Analisi tattica Juve-Fiorentina: Bonucci è disastroso, Pirlo non incide dalla panchina

Iscriviti
© foto www.imagephotoagency.it

Analisi tattica Juve-Fiorentina: la partita dello Stadium analizzata nei dettagli. Le mosse di Andrea Pirlo e Cesare Prandelli

All’Allianz Stadium si affrontano la Juventus e la Fiorentina. Il match e le mosse dei due allenatori analizzate e studiate nei minimi dettagli.

Bonucci è disastroso

La pessima gara della Juve, sia nell’impatto che nella gestione, la si può tranquillamente riassumere nella prestazione di Bonucci. Il difensore juventino ha effettuato svarioni a ripetizione nel corso dei 90′: dopo il gol a freddo, con le marcature preventive che hanno funzionato male, Bonucci è parso davvero impreciso. Ha perso tanti palloni, con passaggi errati che hanno generato ripartenze pericolose (come quello che ha portato al terzo gol). Oggi la Juve è mancata anche nei propri leader, con un approccio negativo.

Ribery fa la differenza

Il grosso demerito dei bianconeri è stato probabilmente quello di non contenere un Ribery implacabile. Il francese è stato il vero regista offensivo della Fiorentina, si abbassava sul centro-sinistra, in una zona dove nessuno giocatore della Juve riusciva a leggere i suoi movimenti. La ricezione che ha portato al gol di Vlahovic (Ribery era libero di ricevere a causa di un’ampia distanza tra difesa e centrocampo bianconera) è stata un preludio della sua gara sublime

La Juve non è mai riuscita a contenere i suoi smarcamenti, con Bentancur in particolare in grosso affanno e preso alle spalle. L’ex Bayern guidava sia la manovra che le ripartenze della squadra, con i bianconeri molto fragili tra le linee. Nel secondo tempo, prima di segnare il raddoppio, la Fiorentina è riuscita a fare anche un ottimo e lungo palleggio conservativo, la Juve era inerme nel recupero palla: Ribery ha fotografato bene la sicurezza dei viola nella gestione del possesso. Ha continuamente seminato il panico contro una Juve sempre vulnerabile.
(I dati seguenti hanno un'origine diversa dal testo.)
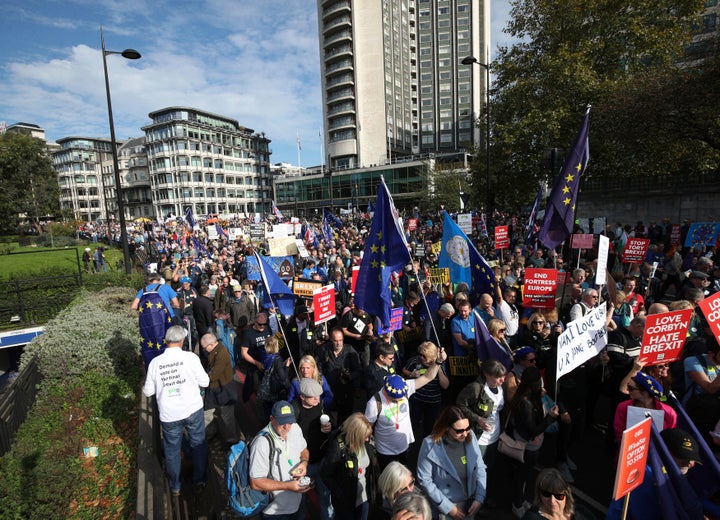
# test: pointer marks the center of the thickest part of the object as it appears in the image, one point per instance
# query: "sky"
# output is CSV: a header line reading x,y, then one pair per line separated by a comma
x,y
256,61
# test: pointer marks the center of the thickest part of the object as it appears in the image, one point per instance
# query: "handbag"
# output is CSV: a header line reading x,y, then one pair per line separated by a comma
x,y
511,447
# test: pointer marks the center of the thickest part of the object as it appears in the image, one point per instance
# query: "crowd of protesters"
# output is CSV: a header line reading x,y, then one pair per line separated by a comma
x,y
349,401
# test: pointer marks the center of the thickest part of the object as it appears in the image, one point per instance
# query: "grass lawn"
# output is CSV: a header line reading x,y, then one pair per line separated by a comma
x,y
37,260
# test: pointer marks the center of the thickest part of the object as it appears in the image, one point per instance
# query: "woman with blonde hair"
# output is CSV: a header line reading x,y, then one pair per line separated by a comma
x,y
350,468
307,367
I cambi di Pirlo non incidono

Oltre al pessimo approccio della squadra, va detto che Pirlo ha ampiamente deluso anche nella gestione del match. I suoi cambi hanno inciso poco o nulla, dando anzi confusione ai propri giocatori e peggiorando la situazione. Con l’uomo in meno, è parsa molto discutibile la scelta di togliere Morata e rimanere senza centravanti. I bianconeri hanno avuto ancora meno presenza offensiva in area, è mancato un riferimento in avanti su cui appoggiarsi (magari lanciando anche dal basso). In tante azioni offensive, il centro dell’attacco era costantemente vuoto.

Inoltre, anche la rinuncia a McKennie nel secondo tempo è parsa cervellotica. Ha tolto dinamismo, capacità di coprire distanze ampie e riempimento dell’area di rigore. La Juve ha creato così poco o nulla.

Insomma, preoccupa la grande discontinuità di questa squadra, capace di passare in pochi giorni da una vittoria sublime (quella di Parma) a una debacle impronosticabile. Quando la gara si incanala su binari avversi, la Juve sembra non avere la ferocia e l’abilità nel raddrizzare la situazione. Il derby contro il Torino è stata una svolta, ma il crollo contro la Fiorentina è stato un brusco ritorno alla realtà. Dopo 9 anni di dominio, la Juventus è una squadra fragile, che incute meno timore agli avversari.